Mr. Sizer's book is the first of three reports to be issued from "A Study of High Schools," the research project Mr. Sizer has headed for the last five years. (See Education Week, Nov. 16, 1983.) The study was sponsored by the National Association of Secondary School Principals and the National Association of Independent Schools, with support from the Carnegie Corporation of New York, the Commonwealth Fund, the Charles E. Culpeper Foundation, the Gates Foundation, the Esther A. and Joseph Klingenstein Fund, and the Edward John Noble Foundation.
The two education associations will also take part in the coalition, Mr. Sizer said at a news conference here.
Central to Mr. Sizer's plan are the use of Socratic teaching and the requirement that students demonstrate proficiency in their studies by "showing off [their knowledge] in exhibitions." He said no students should advance to high school or receive diplomas until they demonstrate mastery in basic subjects.
"As soon as you build in the imperative that students show off, you have a great ripple effect," Mr. Sizer said.

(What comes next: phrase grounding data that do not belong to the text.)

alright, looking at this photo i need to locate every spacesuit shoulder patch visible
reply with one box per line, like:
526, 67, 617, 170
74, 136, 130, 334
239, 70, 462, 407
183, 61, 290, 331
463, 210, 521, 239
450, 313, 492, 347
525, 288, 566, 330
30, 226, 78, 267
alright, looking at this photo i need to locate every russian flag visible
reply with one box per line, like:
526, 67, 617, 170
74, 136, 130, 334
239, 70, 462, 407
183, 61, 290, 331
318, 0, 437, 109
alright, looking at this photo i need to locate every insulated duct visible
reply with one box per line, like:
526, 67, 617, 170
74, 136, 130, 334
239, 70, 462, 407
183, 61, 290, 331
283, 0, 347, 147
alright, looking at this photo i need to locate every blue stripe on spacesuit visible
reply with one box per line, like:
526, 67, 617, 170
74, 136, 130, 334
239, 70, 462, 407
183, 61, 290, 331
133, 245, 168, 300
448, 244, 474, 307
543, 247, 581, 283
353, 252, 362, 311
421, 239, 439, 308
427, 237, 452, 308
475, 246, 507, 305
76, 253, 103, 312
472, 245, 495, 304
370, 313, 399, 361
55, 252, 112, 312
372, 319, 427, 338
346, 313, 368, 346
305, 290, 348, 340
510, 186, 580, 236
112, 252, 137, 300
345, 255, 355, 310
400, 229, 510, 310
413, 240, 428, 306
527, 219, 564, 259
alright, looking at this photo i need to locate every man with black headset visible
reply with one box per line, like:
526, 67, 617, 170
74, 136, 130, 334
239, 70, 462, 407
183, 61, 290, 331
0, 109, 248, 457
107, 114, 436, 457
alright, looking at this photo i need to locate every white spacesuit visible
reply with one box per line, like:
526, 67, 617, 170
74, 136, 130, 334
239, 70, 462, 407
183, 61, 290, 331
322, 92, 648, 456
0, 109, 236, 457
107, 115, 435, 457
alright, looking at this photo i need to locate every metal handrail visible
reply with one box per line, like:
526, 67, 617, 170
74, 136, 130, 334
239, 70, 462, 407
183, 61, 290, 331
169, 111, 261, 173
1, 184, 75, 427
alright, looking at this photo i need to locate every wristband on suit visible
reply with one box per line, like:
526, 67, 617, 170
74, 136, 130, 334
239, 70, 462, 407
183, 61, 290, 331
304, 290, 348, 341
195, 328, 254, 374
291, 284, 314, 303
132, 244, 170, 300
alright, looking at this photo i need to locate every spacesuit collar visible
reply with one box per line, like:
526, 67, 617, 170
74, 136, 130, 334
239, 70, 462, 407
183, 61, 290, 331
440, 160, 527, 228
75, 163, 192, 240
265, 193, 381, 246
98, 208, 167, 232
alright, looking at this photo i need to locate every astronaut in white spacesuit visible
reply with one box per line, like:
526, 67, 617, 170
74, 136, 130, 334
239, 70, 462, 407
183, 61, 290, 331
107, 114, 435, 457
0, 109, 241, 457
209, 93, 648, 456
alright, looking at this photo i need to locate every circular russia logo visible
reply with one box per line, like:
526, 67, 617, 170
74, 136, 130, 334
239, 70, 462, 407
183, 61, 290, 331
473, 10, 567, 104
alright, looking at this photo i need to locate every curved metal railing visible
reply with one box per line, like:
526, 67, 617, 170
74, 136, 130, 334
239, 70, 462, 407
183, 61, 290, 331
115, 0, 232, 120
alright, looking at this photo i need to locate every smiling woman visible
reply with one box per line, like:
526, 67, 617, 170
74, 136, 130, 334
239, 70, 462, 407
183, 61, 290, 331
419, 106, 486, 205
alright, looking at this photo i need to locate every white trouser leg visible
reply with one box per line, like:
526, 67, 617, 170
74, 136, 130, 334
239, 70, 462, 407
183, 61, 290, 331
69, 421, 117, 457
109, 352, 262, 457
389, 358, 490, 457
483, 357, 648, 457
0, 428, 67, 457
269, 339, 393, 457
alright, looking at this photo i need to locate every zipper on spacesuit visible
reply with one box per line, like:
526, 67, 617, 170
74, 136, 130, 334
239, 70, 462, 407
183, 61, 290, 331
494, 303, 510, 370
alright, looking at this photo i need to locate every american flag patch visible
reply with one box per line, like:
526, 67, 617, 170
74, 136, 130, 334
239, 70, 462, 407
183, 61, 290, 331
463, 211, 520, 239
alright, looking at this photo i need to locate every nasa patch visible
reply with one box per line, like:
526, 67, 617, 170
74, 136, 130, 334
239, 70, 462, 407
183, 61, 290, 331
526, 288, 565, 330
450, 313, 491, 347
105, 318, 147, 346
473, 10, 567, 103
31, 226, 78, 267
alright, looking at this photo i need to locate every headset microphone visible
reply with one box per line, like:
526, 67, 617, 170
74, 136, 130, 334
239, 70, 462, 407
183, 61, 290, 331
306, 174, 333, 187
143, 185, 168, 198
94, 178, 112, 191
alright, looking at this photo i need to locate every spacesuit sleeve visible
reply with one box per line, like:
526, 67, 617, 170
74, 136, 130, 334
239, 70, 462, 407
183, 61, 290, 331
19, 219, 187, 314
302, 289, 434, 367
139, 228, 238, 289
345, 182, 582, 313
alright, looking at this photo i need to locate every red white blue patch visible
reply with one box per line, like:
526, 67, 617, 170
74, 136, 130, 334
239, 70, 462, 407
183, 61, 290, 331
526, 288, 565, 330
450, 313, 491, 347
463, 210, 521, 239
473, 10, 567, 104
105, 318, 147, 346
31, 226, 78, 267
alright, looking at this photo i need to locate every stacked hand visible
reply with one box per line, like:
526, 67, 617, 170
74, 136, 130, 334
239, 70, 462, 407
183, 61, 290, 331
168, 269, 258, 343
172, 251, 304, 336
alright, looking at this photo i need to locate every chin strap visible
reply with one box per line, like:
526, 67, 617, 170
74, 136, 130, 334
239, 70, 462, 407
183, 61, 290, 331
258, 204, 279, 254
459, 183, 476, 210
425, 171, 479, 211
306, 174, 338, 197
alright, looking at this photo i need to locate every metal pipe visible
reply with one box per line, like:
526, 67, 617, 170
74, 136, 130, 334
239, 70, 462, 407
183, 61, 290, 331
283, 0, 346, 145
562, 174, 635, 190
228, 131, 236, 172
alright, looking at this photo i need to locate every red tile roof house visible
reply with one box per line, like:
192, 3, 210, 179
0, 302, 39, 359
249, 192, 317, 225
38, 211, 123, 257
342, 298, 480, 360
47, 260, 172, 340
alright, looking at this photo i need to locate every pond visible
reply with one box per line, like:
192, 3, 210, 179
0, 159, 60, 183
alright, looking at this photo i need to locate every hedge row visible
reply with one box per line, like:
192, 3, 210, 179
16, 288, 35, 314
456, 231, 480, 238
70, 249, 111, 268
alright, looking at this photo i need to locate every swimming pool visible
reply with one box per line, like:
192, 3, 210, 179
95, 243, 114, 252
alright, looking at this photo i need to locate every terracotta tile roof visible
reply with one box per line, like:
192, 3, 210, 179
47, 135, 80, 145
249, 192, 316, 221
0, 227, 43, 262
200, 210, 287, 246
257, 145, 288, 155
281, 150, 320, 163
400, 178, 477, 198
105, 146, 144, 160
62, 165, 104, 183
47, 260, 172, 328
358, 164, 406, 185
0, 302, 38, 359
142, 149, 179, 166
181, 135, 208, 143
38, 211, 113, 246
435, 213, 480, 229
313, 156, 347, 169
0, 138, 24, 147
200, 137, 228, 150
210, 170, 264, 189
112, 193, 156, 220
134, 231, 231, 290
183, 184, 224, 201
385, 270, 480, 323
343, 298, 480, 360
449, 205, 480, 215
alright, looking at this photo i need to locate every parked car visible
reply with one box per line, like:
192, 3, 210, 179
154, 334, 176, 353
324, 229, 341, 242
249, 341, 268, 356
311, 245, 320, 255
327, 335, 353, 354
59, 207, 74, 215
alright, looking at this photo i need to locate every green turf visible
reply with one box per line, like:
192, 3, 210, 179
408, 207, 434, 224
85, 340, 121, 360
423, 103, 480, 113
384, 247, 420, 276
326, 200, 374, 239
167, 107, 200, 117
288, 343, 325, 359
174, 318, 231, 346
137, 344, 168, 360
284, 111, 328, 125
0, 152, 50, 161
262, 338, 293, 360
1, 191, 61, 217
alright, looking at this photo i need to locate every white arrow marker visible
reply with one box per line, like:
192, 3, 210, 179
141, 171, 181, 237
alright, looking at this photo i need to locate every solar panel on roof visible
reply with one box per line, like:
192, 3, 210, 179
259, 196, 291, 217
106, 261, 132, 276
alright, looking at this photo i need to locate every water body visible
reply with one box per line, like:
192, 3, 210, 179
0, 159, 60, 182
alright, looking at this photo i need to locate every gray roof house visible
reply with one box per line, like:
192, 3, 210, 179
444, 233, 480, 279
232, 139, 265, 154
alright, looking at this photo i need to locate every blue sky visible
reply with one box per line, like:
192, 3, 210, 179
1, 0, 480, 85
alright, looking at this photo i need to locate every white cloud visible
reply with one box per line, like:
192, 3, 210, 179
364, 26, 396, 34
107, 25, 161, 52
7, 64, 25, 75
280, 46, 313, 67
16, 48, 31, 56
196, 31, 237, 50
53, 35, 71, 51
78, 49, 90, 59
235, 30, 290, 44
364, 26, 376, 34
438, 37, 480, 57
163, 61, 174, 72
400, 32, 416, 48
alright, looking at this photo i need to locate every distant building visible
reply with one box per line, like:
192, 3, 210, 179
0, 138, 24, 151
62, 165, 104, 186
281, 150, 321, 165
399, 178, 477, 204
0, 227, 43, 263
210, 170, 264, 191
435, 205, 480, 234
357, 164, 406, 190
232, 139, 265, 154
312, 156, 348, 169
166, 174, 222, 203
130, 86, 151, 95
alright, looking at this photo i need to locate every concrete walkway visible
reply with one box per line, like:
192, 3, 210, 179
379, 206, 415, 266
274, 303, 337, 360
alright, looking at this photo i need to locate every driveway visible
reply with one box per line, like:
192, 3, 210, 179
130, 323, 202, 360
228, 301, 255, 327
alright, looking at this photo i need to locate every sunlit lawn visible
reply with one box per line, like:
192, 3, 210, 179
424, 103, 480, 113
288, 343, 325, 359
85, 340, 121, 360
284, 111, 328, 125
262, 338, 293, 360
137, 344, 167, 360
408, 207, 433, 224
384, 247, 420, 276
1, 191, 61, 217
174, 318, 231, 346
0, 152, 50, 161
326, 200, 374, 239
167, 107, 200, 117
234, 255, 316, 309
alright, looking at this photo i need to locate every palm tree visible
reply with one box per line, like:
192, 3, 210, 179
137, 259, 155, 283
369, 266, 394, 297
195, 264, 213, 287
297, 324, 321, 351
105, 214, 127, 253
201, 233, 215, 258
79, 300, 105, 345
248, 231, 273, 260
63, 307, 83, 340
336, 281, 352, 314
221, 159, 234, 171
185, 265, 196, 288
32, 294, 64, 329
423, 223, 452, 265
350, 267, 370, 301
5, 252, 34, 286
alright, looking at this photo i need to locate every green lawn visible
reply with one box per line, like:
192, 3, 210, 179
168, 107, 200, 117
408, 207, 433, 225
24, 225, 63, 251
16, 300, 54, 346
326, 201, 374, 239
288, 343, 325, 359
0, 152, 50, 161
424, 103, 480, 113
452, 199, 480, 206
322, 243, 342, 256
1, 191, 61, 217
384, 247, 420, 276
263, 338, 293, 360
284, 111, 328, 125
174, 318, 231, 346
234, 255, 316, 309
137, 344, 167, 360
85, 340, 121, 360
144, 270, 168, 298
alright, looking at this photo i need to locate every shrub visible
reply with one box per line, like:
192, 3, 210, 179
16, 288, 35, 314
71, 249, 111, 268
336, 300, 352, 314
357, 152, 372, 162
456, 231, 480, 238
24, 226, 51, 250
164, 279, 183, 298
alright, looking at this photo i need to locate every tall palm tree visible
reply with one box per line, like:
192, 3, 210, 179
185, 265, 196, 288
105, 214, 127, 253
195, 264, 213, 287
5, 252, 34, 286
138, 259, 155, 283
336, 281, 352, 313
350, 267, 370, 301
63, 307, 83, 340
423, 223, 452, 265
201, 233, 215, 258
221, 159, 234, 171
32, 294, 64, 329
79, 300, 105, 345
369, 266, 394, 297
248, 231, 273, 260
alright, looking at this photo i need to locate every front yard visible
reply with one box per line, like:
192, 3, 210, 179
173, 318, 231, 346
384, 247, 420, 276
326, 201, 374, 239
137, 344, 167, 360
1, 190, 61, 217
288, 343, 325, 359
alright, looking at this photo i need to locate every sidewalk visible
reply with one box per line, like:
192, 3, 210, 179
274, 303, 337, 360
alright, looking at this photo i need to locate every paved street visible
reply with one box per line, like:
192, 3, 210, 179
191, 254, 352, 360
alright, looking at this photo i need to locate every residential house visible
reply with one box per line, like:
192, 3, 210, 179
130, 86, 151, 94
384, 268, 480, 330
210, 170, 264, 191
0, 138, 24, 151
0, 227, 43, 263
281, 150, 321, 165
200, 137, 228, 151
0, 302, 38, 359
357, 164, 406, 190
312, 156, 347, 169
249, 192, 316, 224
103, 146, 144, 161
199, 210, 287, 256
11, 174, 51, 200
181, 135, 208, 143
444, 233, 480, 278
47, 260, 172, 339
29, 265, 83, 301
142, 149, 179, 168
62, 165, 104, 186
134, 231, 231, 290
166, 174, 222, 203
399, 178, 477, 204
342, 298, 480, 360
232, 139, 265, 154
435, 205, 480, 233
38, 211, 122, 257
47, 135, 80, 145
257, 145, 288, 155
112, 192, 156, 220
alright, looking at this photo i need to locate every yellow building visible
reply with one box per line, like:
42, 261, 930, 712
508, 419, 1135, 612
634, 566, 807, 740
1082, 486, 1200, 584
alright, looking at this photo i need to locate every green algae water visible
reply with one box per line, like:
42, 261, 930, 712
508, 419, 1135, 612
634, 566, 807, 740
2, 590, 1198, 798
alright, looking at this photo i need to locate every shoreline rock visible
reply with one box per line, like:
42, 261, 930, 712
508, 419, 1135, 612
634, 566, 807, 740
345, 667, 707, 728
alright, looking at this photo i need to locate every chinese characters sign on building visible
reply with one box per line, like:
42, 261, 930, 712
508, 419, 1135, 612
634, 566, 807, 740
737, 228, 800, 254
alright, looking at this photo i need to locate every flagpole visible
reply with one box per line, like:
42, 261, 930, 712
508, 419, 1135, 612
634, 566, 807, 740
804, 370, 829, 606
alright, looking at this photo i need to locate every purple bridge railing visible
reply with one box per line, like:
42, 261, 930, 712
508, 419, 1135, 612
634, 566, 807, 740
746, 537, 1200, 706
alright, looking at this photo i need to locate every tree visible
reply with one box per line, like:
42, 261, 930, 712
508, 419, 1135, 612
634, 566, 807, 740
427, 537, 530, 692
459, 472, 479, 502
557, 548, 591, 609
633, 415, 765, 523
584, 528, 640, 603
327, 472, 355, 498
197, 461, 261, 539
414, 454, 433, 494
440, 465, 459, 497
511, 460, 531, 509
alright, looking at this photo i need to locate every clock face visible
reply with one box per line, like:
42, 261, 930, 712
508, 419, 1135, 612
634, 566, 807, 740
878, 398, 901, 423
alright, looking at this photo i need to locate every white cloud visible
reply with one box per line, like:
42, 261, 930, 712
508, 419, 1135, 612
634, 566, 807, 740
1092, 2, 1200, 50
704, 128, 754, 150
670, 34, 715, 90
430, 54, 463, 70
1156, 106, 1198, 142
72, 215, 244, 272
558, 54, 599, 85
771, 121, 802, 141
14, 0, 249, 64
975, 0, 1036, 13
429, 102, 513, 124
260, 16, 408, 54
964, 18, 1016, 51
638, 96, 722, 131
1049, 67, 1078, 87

The scale of the new coalition's work "is deliberately limited" to between five and 12 schools, Mr. Sizer said. He said he would be "hard pressed to do more schools in an intensive way" because the projects will require "getting to know the community" and occasionally revising reform plans.
Mr. Sizer said some school officials have expressed interest in developing regional networks that could link informally with the coalition. He said he would support such an arrangement.
An advisory committee of the coalition, Mr. Sizer said, will select school districts and communities that support such changes--"soul brothers and soul sisters"--to participate in the coalition. The coalition's schools will spend 10 percent more than they do now, which they will raise themselves, to run their programs, he said. Mr. Sizer said a 10-percent budget increase would enable schools to handle "up-front" planning costs. Mr. Sizer explained that he expects the coalition to include primarily schools from inner-city areas because "those communities seem to be prepared to take greater risks."
Many educators agree with the principles outlined in Horace's Compromise, Mr. Sizer said, but changing the structures of most public and private schools would require "a good deal of political struggle."
Many of the changes--such as asking teachers to perform different tasks and abandoning the practice of spending a set amount of classroom time on certain subjects--would require that participating schools be exempted from some state regulations.
Educators interested in implementing the reforms of the study will have two major advantages in dealing with state education bureaucracies, Mr. Sizer said--the growing support for requiring students to demonstrate academic competency and "a growing fear of Armageddon."
The anxiety that many students today feel about the possibility of nuclear war, Mr. Sizer said, has profoundly affected their attitudes about education. More than any generation, he said, today's students "understand that the world's a tough place" and will seek a sophisticated education.